Mapping too many variables to different aesthetics can make the plot cluttered and hard to interpret. It is possible to create multiple plots, one for each value of a categorical variable, using the facet_wrap() function. Each plot is called a facet and only shows the subset of the data corresponding to one particular value of the chosen categorical variable. The first argument of facet_wrap() specifies which variable to use while faceting and takes the form ~<variable_name>.

  1. Vary the correlation plots by island using the facet_wrap() function.

2.2.4 Saving plots

Refer to Section 1.6 of R for Data Science (2e).

For now, we have been content to display graphs within the R notebook. However, one may want to share graphs as part of presentations, research articles, emails etc and would like to save them as a graphics file. This can be accomplished with the ggsave() function. The filename argument specifies the name of file the plot is saved to.

  1. Use ggsave() to save the facetted plot above to a file in the Submissions\(\rightarrow\)Module 1 subdirectory of the repository in a file named <firstname>.<lastname>-savedplot1.png. Follow the instructions in Module 1 Study Guide A to add the file to the repository.

2.3 Additional exercises

2.3.1 R data types and structures

Before attempting the next exercise use the Session\(\rightarrow\)Load Workspace... menu option to load Exercises.RData from StudyGuides > Module 1.

  1. Insert a code chunk to determine what datatype the variables TT, UU, VV, WW, XX, YY, and ZZ are.

  2. Why are UU and WW different types even though both have the value “FALSE”?

  3. Inspect the value of TT and VV in the Environment tab of the Environments pane. What sort of data structures are they?

  4. Print out the 21st value of TT.

  5. Print out the 54th through 63rd values of VV.

  6. Insert a code chunk to determine the number of row and number of columns of the mpg data frame.

  7. Use the summary() function to determine datatype of the trans column of mpg.
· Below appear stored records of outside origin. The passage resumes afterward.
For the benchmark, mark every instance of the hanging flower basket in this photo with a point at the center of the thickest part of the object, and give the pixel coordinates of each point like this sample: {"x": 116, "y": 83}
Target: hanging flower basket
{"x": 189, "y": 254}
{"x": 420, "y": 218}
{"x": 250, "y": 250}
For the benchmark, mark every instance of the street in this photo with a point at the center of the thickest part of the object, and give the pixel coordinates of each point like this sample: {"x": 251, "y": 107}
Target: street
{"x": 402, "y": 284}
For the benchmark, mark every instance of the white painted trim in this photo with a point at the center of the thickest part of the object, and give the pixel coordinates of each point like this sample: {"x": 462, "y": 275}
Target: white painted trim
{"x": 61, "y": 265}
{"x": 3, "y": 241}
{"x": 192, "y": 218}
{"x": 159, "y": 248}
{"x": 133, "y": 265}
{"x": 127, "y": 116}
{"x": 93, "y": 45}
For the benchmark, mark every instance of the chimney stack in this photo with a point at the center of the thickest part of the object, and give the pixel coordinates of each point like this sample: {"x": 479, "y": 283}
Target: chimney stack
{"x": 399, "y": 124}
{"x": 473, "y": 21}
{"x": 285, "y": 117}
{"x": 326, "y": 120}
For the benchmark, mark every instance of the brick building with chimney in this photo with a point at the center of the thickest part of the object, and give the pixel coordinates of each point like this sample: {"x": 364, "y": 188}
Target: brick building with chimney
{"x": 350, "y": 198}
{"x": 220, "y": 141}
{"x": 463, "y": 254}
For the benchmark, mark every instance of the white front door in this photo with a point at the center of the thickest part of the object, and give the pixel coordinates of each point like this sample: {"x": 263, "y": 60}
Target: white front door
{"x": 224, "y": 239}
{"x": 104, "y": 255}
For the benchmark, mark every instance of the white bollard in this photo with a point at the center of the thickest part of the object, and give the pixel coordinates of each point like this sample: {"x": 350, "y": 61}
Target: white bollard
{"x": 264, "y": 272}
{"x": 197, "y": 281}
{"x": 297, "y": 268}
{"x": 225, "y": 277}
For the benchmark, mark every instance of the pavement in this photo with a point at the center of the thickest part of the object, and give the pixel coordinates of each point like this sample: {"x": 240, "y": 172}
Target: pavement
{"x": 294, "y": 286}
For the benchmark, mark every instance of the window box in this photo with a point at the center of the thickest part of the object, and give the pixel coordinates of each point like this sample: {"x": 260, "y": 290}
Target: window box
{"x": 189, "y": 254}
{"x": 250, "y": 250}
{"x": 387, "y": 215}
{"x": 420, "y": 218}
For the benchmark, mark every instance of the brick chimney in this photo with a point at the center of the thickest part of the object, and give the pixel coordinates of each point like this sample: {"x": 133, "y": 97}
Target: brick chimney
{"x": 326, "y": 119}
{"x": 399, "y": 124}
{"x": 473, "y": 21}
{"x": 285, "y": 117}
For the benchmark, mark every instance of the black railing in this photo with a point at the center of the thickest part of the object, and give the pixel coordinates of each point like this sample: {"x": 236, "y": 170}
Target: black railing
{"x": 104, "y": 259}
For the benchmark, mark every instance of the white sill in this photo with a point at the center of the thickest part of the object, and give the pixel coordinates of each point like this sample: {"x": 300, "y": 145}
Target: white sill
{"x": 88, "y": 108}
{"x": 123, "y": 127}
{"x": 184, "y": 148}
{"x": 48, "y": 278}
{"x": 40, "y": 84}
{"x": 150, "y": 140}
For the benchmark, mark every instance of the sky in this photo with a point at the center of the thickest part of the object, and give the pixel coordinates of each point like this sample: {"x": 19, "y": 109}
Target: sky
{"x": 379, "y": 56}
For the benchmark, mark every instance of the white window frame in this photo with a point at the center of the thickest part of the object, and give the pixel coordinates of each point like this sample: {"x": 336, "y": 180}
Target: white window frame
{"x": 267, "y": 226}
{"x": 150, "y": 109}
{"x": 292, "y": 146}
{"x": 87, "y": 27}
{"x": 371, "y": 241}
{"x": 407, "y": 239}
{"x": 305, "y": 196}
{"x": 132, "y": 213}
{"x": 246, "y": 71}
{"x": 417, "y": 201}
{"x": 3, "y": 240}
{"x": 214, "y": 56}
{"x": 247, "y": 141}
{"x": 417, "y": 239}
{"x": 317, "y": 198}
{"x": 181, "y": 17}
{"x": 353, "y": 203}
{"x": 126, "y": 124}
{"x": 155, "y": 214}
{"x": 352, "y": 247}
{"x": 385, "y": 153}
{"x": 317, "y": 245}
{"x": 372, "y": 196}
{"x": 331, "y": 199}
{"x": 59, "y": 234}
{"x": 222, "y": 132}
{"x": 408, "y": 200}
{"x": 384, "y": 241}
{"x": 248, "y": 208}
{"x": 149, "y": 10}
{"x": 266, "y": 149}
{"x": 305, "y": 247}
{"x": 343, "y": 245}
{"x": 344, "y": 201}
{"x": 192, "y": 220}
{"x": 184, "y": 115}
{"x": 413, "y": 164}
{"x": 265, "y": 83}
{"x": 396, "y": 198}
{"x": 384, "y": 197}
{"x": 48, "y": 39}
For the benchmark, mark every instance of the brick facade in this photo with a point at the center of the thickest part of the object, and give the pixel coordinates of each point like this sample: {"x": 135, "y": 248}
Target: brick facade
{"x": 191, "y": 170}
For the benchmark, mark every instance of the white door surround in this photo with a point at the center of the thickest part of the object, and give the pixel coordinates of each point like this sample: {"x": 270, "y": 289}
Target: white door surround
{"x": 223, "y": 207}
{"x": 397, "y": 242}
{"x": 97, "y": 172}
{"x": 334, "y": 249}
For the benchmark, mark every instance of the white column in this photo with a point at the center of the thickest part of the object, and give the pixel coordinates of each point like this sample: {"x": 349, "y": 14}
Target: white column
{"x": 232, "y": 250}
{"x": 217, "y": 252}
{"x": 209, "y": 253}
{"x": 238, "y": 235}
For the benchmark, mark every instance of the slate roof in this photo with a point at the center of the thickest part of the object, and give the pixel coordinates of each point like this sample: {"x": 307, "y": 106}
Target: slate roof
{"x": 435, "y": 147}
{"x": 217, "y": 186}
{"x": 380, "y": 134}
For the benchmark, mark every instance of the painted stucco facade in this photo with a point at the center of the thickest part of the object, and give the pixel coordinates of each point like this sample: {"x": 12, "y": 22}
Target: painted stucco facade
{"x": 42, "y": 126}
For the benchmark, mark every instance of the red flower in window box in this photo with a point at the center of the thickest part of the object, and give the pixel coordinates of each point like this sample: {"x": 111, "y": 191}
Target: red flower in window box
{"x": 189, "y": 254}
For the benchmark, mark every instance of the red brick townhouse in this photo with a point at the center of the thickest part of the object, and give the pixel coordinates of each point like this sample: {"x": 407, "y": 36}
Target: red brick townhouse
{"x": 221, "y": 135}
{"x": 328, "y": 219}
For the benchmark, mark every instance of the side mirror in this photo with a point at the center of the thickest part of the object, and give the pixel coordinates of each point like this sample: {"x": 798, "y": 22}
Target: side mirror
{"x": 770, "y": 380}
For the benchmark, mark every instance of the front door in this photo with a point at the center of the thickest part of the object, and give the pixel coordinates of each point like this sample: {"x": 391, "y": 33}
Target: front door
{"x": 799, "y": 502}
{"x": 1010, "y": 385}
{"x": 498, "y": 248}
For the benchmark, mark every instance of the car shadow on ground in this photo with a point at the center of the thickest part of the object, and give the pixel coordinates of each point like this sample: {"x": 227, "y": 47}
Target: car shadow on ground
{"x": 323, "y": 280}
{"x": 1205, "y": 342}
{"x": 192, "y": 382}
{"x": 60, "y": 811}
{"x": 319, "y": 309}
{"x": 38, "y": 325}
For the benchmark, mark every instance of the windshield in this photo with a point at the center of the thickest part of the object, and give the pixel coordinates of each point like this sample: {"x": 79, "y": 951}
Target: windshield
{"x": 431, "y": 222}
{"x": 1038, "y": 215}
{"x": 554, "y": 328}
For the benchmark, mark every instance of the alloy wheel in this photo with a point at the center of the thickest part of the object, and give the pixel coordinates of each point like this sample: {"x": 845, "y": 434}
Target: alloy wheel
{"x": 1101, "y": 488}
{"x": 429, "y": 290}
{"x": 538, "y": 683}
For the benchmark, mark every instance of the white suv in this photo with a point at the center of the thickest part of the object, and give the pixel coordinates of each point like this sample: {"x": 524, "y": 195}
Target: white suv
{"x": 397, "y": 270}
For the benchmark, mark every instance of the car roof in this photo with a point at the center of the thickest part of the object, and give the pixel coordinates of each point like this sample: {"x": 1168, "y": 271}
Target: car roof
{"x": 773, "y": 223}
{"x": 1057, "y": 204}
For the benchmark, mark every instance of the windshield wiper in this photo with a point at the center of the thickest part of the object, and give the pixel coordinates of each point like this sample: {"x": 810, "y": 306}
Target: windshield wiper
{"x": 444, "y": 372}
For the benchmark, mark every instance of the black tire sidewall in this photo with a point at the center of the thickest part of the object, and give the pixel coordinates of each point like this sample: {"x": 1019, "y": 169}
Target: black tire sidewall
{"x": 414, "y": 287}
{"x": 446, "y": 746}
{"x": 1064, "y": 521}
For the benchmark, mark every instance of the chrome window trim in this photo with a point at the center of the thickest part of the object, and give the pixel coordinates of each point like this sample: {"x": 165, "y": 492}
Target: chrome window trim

  8. Print out the 134th entry in the 3rd column of mpg.

  9. Print out the entire 9th column.

  10. Print out the 11th row of mpg.


2.3.2 Working with the penguins dataset

2.3.3 Writing ggplot calls concisely

  1. Run the code below. Why does it give an error? Fix the code and run it.
require(palmerpenguins)
require(ggplot2)
ggplot(
        aes(x = flipper_length_mm, y = body_mass_g),
        penguins
      ) +
geom_point()

2.3.4 Plotting distributions and relationships

  1. Make a bar plot of species of penguins, where you assign species to the y aesthetic. How is this plot different?

  2. How are the following two plots different? Which aesthetic, color or fill, is more useful for changing the color of bars?

ggplot(penguins, aes(x = species)) +
  geom_bar(color = "red")

ggplot(penguins, aes(x = species)) +
  geom_bar(fill = "red")
  1. Change the number of bins in histogram of body weight to 4 and 200. What are the pros and cons of having fewer bins? What are the pros and cons of having more bins?

  2. Visualize the distribution of penguin populations across island and species as was done above. However, set the position argument of geom_bar() to "fill" to make the bar heights equal so that it is easy to compare proportion of different species on each island.

  3. The mpg data frame that is bundled with the ggplot2 package contains 234 observations collected by the US Environmental Protection Agency on 38 car models. Which variables in mpg are categorical? Which variables are numerical? (Hint: Type ?mpg to read the documentation for the dataset.) How can you see this information when you run mpg?

  4. Make a scatterplot of hwy vs. displ using the mpg data frame. Which is the independent variable and which is the dependent variable? Map the variable to the x and y aesthetics appropriately. What can be inferred about the relationship between the two variables? Does it make sense?

  5. In the scatterplot above, map a third, numerical variable to color. How does this contrast with the results of mapping categorical variables to color. What can you infer about the interrelationship of the three variables?

  6. Next, map the third numerical variable to the size aesthetic and then to both color and size. How do these aesthetics behave differently for categorical vs. numerical variables?

  7. Map the third numerical variable to the shape aesthetic. What happens? Why?